Mit der Pumpe der Eiswolf hab ich keine Erfahrung.. ich war aber der Meinung, dass es die gleiche ist wie bei der Eisbär.


----------



## McKing (31. Oktober 2017)

*AW: Eiswolf 120 GPX Pro für 980Ti*

Muss sagen das der 120 meine RX Vega 64 locker bei 45 Grad hält und dabei nicht mal laut wird.


----------



## Teriodis (1. November 2017)

*AW: Eiswolf 120 GPX Pro für 980Ti*

Ich hab die eisbaer 360 und die eiswolf 120 auf einer 1070. Und i5 6600k

Beides starkt übertaktet. 

Und die pumpe von der eiswolf ist aus. (Wegen vibrations regeäusche) -
Und die von der eisbaet auf 3.5 volt.
Die lüfter sind eloops die mit 400rpm laufen.

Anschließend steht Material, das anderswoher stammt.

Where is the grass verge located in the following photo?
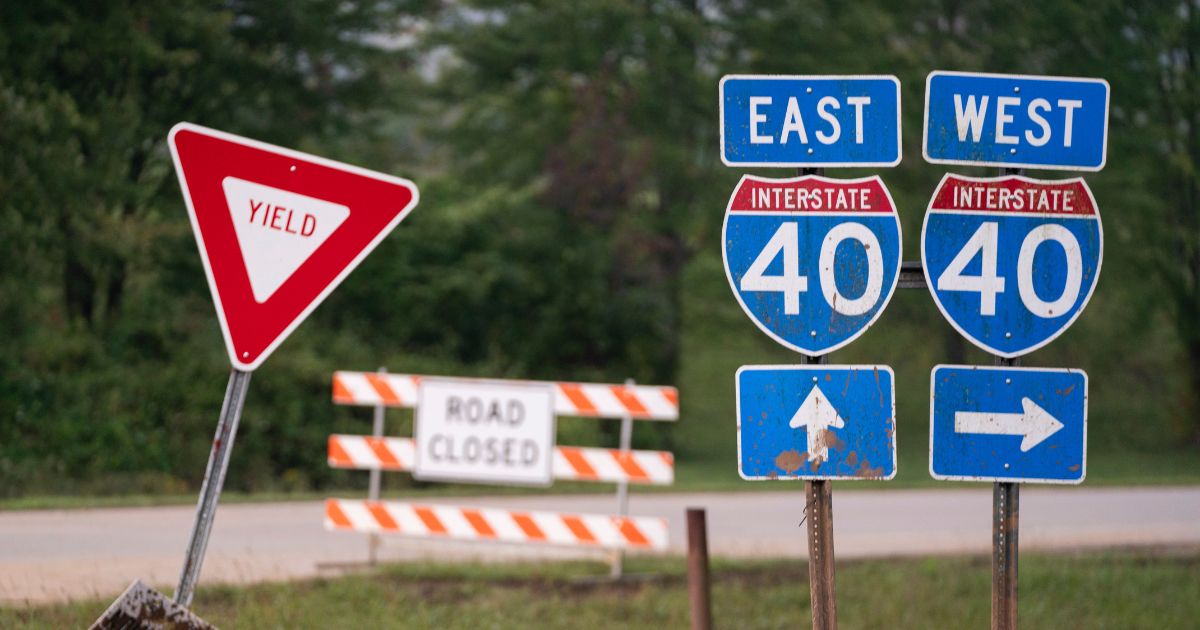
[0,548,1200,629]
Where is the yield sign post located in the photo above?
[168,122,418,606]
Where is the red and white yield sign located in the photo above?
[169,122,418,371]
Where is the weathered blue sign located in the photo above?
[737,365,896,480]
[720,74,900,167]
[721,175,901,355]
[920,175,1104,358]
[929,365,1087,484]
[924,71,1109,170]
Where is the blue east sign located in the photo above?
[721,175,901,356]
[720,74,900,167]
[920,174,1104,358]
[924,71,1109,170]
[737,365,896,480]
[929,365,1087,484]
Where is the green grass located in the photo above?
[9,550,1200,630]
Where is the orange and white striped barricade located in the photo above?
[328,434,674,486]
[325,499,667,551]
[325,371,679,568]
[334,372,679,420]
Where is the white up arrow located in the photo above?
[787,386,846,462]
[955,398,1063,452]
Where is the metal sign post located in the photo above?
[991,356,1021,630]
[175,368,251,606]
[800,355,838,630]
[993,165,1022,630]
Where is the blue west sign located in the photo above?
[920,175,1104,358]
[929,365,1087,484]
[737,365,896,480]
[721,175,901,355]
[720,74,900,167]
[924,71,1109,170]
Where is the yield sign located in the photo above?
[169,122,418,371]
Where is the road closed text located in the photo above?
[414,379,554,485]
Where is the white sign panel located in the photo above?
[413,379,554,486]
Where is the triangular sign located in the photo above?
[168,122,418,371]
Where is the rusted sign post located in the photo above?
[720,76,902,629]
[175,368,251,607]
[803,348,838,630]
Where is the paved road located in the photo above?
[0,486,1200,602]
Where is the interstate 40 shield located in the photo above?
[920,174,1104,358]
[721,175,901,355]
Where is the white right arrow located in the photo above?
[787,386,846,462]
[954,398,1063,452]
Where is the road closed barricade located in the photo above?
[325,371,679,564]
[325,499,667,550]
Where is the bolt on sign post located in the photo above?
[922,71,1109,629]
[719,76,902,628]
[154,122,418,606]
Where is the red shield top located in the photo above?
[168,122,418,371]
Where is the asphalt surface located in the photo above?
[0,485,1200,604]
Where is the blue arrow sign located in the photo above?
[923,71,1109,170]
[737,365,896,480]
[720,74,900,167]
[721,175,901,355]
[920,175,1104,358]
[929,365,1087,484]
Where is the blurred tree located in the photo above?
[0,0,421,492]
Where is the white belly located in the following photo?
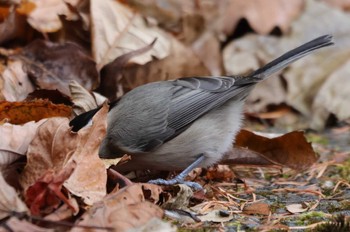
[130,100,244,170]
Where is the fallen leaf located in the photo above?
[23,0,78,33]
[0,100,71,124]
[162,184,193,209]
[197,210,233,222]
[220,147,276,167]
[69,81,100,115]
[243,202,271,215]
[223,0,350,129]
[0,119,46,166]
[25,162,78,215]
[0,59,34,101]
[223,0,304,34]
[311,60,350,129]
[64,104,108,205]
[206,165,235,181]
[286,204,308,214]
[20,105,108,204]
[322,0,350,11]
[96,39,156,101]
[121,38,210,92]
[235,130,317,170]
[25,89,73,106]
[3,217,55,232]
[72,184,163,232]
[0,172,28,219]
[90,0,171,70]
[12,40,99,96]
[0,6,29,44]
[191,32,223,76]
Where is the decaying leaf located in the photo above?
[162,184,193,209]
[0,100,71,124]
[243,202,271,215]
[0,172,28,219]
[12,40,99,96]
[223,0,304,34]
[25,162,78,215]
[230,130,317,170]
[0,119,46,166]
[97,39,157,101]
[198,210,233,222]
[72,184,163,232]
[27,0,78,33]
[20,105,108,204]
[69,81,102,115]
[322,0,350,11]
[286,204,308,213]
[206,165,234,181]
[121,38,210,91]
[90,0,171,70]
[311,59,350,129]
[3,217,55,232]
[0,7,31,44]
[25,89,73,106]
[0,59,34,101]
[224,0,350,129]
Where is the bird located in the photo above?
[71,35,334,189]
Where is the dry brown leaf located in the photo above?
[12,40,99,96]
[0,7,32,44]
[243,202,271,215]
[0,100,72,124]
[322,0,350,11]
[311,60,350,129]
[64,104,108,205]
[191,32,223,76]
[206,165,235,182]
[20,105,108,204]
[0,59,34,101]
[72,184,163,232]
[121,38,210,91]
[90,0,171,70]
[162,184,193,210]
[224,0,350,129]
[25,162,79,216]
[235,130,317,170]
[223,0,304,34]
[97,39,156,101]
[0,217,55,232]
[286,204,308,214]
[69,81,98,115]
[22,0,79,33]
[197,210,233,222]
[220,147,275,167]
[25,89,73,106]
[0,119,46,166]
[0,172,28,219]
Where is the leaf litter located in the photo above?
[0,0,350,231]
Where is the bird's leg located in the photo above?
[148,154,204,190]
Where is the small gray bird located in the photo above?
[72,35,333,188]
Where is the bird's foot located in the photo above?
[148,154,204,190]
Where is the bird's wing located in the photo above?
[167,77,255,135]
[134,77,255,151]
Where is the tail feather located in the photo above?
[249,35,334,80]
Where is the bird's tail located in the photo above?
[249,35,334,81]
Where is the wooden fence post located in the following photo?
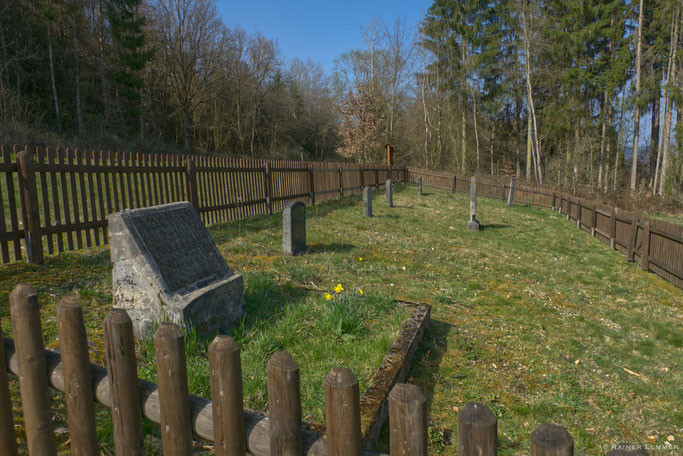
[154,322,192,456]
[17,150,43,264]
[640,220,650,271]
[0,322,17,456]
[57,296,99,456]
[325,367,363,456]
[263,162,273,215]
[209,335,247,456]
[308,168,315,206]
[529,423,574,456]
[458,402,498,456]
[185,158,199,214]
[389,383,427,456]
[9,283,57,455]
[268,350,303,456]
[358,165,365,193]
[104,308,143,456]
[576,198,583,229]
[626,214,638,262]
[609,208,617,250]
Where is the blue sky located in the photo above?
[216,0,432,73]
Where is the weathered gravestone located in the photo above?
[109,202,244,337]
[282,201,306,255]
[363,186,372,217]
[467,176,479,231]
[508,177,515,206]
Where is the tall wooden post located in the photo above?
[9,284,57,455]
[17,150,43,264]
[458,402,498,456]
[389,383,427,456]
[154,322,192,456]
[626,214,638,262]
[57,296,99,456]
[308,168,315,206]
[640,221,650,271]
[325,367,363,456]
[0,318,17,456]
[185,158,199,214]
[209,335,247,456]
[263,162,273,215]
[267,350,303,456]
[104,308,143,456]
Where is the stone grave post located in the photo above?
[282,201,306,255]
[109,202,244,337]
[363,185,372,217]
[508,177,515,206]
[467,176,479,231]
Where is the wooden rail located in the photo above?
[407,168,683,288]
[0,146,407,263]
[0,284,636,456]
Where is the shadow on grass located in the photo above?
[306,242,356,254]
[479,223,510,231]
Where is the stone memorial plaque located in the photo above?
[282,201,306,255]
[109,202,244,337]
[363,186,372,217]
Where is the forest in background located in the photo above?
[0,0,683,194]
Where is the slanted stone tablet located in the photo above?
[109,202,244,337]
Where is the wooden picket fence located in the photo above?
[0,146,406,263]
[0,284,628,456]
[408,168,683,288]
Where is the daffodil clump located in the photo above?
[325,283,369,340]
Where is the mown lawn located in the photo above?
[0,183,683,455]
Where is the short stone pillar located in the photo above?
[282,201,306,255]
[467,176,479,231]
[363,186,372,217]
[508,177,515,206]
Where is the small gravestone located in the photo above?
[282,201,306,255]
[508,177,515,206]
[109,202,244,337]
[467,177,479,231]
[363,186,372,217]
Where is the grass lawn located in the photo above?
[0,183,683,455]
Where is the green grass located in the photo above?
[0,183,683,455]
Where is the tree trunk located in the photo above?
[657,6,680,195]
[183,109,192,153]
[629,0,643,192]
[47,24,62,133]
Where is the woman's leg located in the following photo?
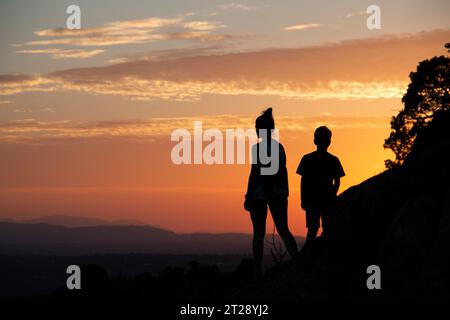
[269,198,298,258]
[250,201,267,277]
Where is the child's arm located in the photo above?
[333,178,341,194]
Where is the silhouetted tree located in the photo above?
[384,54,450,169]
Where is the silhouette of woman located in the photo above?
[244,108,298,277]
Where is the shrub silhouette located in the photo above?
[384,53,450,169]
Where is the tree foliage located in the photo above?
[384,55,450,169]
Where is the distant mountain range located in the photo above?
[13,215,145,228]
[0,216,303,255]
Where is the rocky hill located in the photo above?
[238,112,450,300]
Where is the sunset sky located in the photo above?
[0,0,450,235]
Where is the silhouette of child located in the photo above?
[244,108,298,278]
[297,126,345,243]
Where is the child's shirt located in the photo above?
[297,151,345,208]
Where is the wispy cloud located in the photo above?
[16,48,105,59]
[283,23,322,31]
[0,115,390,144]
[14,14,230,47]
[0,30,450,101]
[219,2,262,11]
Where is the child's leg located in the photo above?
[306,208,320,241]
[250,200,267,277]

Cpu und graks bei langen zocken 

Cpu bei 59 grad 
Gpu bei 56 grad

Extrem leise....


----------



## Venom89 (2. November 2017)

*AW: Eiswolf 120 GPX Pro für 980Ti*

Gut das die eisbaer laut Hersteller mit min 7V betrieben werden soll. Mal schauen wie lang sie das mitmacht 

Gesendet von meinem SM-G935F mit Tapatalk


----------